Does he have a website? Email?


----------



## targetsmom (Oct 24, 2011)

Found this on my refrigerator and not sure how old it is: phone 480-948-8560.


----------



## Carolyn R (Oct 24, 2011)

This is an old topic from 2007, but I believe this is his website

Victor Website

I believe you usually have to order and wait for them to be made, if he still does them.


----------



## valshingle (Oct 24, 2011)

I bought 3 from him just before Nationals. While you can see options on his website, you need to call him to place the order. Surprisingly, I found his direct order prices much cheaper than the new Victors I saw selling at R Nationals. His number on the website is correct.


----------



## PonyKnit (Oct 24, 2011)

Thanks! Anyone have pics of their Victors show halters?


----------



## mydaddysjag (Oct 25, 2011)

Here is a picture from my last year in 4h of my old yearling gelding in a Victor halter







I sold it on the sale board about two years ago, at the time I didnt have a horse it matched.
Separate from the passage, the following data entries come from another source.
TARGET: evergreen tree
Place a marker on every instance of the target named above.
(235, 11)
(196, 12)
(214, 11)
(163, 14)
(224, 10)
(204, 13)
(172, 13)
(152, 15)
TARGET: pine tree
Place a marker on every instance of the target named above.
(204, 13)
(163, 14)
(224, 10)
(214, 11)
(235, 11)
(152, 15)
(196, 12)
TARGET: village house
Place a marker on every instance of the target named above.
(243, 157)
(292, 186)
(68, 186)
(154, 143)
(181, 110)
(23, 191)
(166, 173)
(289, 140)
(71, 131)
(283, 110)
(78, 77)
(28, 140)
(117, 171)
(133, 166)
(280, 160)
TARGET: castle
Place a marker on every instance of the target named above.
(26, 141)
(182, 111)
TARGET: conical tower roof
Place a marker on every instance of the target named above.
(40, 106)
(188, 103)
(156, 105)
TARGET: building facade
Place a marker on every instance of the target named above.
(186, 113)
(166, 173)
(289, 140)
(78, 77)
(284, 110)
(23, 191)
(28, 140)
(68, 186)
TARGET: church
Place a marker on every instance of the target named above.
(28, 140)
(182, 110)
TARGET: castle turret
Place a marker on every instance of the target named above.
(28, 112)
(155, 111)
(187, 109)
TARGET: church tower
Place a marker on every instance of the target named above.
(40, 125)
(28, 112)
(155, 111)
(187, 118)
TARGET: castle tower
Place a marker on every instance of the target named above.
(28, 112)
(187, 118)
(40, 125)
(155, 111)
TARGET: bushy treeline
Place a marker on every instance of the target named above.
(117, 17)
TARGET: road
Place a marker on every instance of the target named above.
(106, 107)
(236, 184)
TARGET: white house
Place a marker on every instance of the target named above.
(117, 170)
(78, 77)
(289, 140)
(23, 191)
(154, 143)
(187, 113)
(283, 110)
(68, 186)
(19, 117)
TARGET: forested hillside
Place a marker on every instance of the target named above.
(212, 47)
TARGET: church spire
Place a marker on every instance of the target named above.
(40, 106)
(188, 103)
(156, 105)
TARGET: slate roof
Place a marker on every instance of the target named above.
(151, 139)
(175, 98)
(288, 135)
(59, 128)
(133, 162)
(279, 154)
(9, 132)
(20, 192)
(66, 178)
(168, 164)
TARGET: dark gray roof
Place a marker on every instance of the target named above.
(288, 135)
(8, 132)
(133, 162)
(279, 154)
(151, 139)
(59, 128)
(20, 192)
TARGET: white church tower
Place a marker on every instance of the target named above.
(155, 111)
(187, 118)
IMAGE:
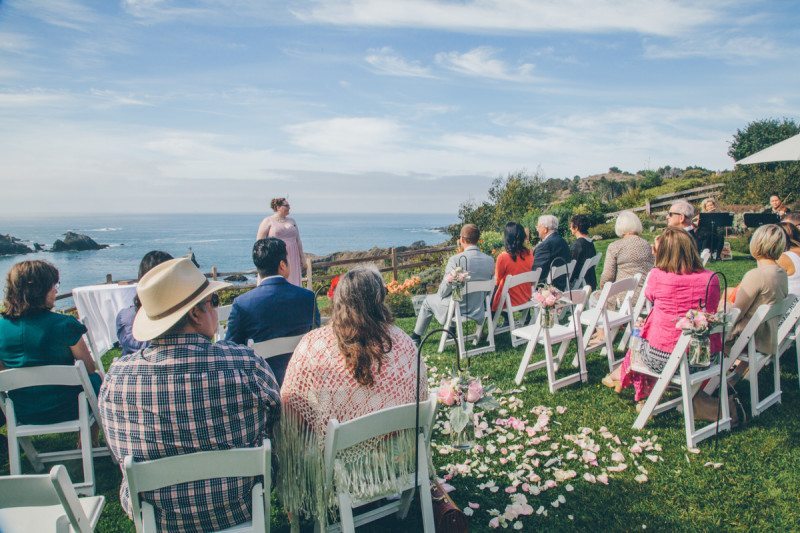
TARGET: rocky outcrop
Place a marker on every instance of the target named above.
(12, 246)
(75, 242)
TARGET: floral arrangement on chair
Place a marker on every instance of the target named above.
(547, 297)
(457, 279)
(463, 393)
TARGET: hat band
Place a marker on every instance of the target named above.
(181, 303)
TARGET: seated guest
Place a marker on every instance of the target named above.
(480, 267)
(183, 394)
(680, 215)
(125, 317)
(629, 255)
(765, 284)
(31, 334)
(551, 247)
(357, 364)
(790, 259)
(275, 308)
(677, 284)
(516, 259)
(582, 249)
(776, 206)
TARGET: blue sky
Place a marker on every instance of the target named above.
(370, 105)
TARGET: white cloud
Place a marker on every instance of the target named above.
(654, 17)
(387, 61)
(481, 62)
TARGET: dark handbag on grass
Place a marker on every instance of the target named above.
(447, 517)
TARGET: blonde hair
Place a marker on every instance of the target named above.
(627, 222)
(768, 242)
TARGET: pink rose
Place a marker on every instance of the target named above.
(475, 391)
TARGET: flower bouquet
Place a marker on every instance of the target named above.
(698, 324)
(547, 297)
(463, 393)
(457, 279)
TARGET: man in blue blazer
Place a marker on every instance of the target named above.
(275, 308)
(552, 246)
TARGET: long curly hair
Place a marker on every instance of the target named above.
(360, 321)
(27, 285)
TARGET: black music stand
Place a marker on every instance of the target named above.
(754, 220)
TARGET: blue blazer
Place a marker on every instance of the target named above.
(275, 308)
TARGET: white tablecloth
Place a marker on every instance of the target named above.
(98, 306)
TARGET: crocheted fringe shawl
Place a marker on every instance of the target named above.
(367, 471)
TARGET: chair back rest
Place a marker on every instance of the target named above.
(159, 473)
(277, 346)
(341, 436)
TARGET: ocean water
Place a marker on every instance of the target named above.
(224, 240)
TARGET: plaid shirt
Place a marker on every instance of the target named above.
(184, 394)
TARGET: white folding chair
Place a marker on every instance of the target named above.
(677, 372)
(46, 502)
(607, 320)
(561, 270)
(705, 255)
(509, 308)
(19, 435)
(223, 314)
(344, 435)
(454, 316)
(152, 475)
(561, 334)
(274, 347)
(588, 265)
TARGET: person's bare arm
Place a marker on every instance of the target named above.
(81, 353)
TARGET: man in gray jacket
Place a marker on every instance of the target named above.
(480, 267)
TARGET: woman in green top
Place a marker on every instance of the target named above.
(32, 335)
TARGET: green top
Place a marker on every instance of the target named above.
(41, 338)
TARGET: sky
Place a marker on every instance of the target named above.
(405, 106)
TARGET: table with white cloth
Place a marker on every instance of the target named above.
(98, 306)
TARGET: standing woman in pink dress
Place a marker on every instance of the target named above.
(283, 227)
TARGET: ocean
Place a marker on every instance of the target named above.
(223, 240)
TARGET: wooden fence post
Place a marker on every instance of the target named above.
(394, 264)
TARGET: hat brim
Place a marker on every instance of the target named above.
(146, 329)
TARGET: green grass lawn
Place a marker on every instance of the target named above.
(755, 488)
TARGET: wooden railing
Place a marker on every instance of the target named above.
(662, 202)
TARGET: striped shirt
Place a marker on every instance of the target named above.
(181, 395)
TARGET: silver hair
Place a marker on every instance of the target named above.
(627, 222)
(548, 221)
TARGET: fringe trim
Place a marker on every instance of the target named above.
(366, 471)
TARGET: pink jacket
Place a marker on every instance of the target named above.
(672, 296)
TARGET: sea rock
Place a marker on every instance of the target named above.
(76, 242)
(12, 246)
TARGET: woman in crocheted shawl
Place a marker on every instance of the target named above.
(358, 364)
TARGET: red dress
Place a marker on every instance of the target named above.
(506, 266)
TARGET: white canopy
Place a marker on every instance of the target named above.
(788, 150)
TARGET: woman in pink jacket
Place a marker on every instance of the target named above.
(676, 285)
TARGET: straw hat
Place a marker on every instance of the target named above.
(167, 293)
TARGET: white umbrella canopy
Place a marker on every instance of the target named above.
(787, 150)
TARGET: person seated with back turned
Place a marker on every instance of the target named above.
(275, 308)
(551, 247)
(185, 394)
(125, 317)
(480, 268)
(582, 249)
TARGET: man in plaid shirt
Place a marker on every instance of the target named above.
(185, 394)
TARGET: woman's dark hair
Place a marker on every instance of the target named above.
(27, 285)
(360, 321)
(276, 203)
(581, 223)
(514, 240)
(150, 260)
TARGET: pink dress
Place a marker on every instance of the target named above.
(672, 296)
(286, 230)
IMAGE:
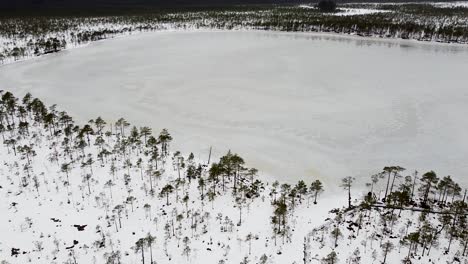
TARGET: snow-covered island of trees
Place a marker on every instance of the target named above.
(110, 192)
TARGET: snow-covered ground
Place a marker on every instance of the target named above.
(95, 194)
(295, 105)
(450, 4)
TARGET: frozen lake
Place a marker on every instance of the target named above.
(293, 105)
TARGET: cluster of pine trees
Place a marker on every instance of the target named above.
(33, 36)
(435, 207)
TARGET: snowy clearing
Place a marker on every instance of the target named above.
(295, 105)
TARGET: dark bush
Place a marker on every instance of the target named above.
(327, 5)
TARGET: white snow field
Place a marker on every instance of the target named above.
(293, 105)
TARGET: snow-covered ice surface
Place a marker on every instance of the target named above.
(293, 105)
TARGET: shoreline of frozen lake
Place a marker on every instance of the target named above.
(295, 105)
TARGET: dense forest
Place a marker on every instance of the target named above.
(34, 35)
(110, 192)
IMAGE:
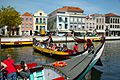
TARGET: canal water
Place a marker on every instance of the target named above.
(110, 59)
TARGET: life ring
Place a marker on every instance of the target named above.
(59, 64)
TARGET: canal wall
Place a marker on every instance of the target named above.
(55, 38)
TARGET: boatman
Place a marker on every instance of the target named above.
(75, 48)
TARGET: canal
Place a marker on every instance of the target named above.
(110, 59)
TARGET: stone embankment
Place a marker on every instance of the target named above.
(55, 38)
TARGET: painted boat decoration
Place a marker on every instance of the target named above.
(53, 52)
(78, 40)
(15, 43)
(74, 69)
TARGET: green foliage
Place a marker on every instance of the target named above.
(9, 17)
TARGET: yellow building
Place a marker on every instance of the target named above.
(40, 22)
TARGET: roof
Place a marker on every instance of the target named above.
(67, 9)
(111, 15)
(27, 14)
(71, 9)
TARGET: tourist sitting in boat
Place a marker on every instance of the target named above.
(90, 45)
(50, 46)
(24, 71)
(59, 47)
(65, 49)
(75, 48)
(54, 47)
(49, 40)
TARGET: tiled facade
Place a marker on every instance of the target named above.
(27, 24)
(112, 24)
(66, 19)
(40, 21)
(95, 23)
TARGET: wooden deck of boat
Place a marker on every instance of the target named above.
(75, 66)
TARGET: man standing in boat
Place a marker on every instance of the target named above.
(75, 48)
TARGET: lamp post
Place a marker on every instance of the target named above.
(66, 38)
(107, 31)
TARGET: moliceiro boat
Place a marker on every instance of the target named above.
(71, 69)
(94, 39)
(15, 43)
(42, 48)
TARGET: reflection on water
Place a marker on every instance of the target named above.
(111, 63)
(110, 59)
(29, 55)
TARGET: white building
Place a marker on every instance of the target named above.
(66, 19)
(112, 24)
(95, 23)
(40, 22)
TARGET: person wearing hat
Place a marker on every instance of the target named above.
(11, 71)
(75, 48)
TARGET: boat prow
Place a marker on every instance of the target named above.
(75, 68)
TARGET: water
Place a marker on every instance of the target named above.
(110, 58)
(29, 55)
(111, 63)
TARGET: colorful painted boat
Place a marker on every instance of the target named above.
(78, 40)
(52, 52)
(15, 43)
(75, 69)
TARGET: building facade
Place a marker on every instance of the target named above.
(112, 24)
(66, 19)
(95, 23)
(26, 28)
(40, 22)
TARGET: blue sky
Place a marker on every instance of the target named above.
(89, 6)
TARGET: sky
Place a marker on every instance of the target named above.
(89, 6)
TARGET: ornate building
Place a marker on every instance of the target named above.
(65, 19)
(40, 22)
(26, 27)
(112, 24)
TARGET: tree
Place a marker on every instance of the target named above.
(9, 17)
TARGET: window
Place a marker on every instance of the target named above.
(66, 26)
(97, 27)
(23, 19)
(60, 26)
(30, 19)
(36, 20)
(102, 27)
(40, 20)
(22, 25)
(40, 13)
(43, 20)
(26, 19)
(31, 25)
(26, 25)
(36, 27)
(60, 19)
(65, 19)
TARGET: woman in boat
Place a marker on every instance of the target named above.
(24, 71)
(75, 48)
(65, 49)
(2, 68)
(59, 47)
(54, 47)
(90, 45)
I sold the halter, lead, chain, and conchos for $150. WISH I knew people were selling used ones for that much, lol.


----------



## Minimor (Oct 25, 2011)

Last time I bought halters from Victor he was charging around $125 each. I don't remember his concho prices but I've bought Showtime conchos for $25 and $35 and rolled leather leads for around $20 at Ozark, so the whole set new is only $170 or $180--not too much more than your used price of $150.


----------



## minihingstar (Feb 13, 2013)

Know this is an old thread, but bump it up 

Is by phone the only way to order a victor halter ? Would love to have on on my silver dapple on the summer shows.

But are not the best on talk english and if he has an accent I'm quite sure I would not know a word of what he said >___<

Have one here who sells some but think they are to small and she want $240 for one used :/


----------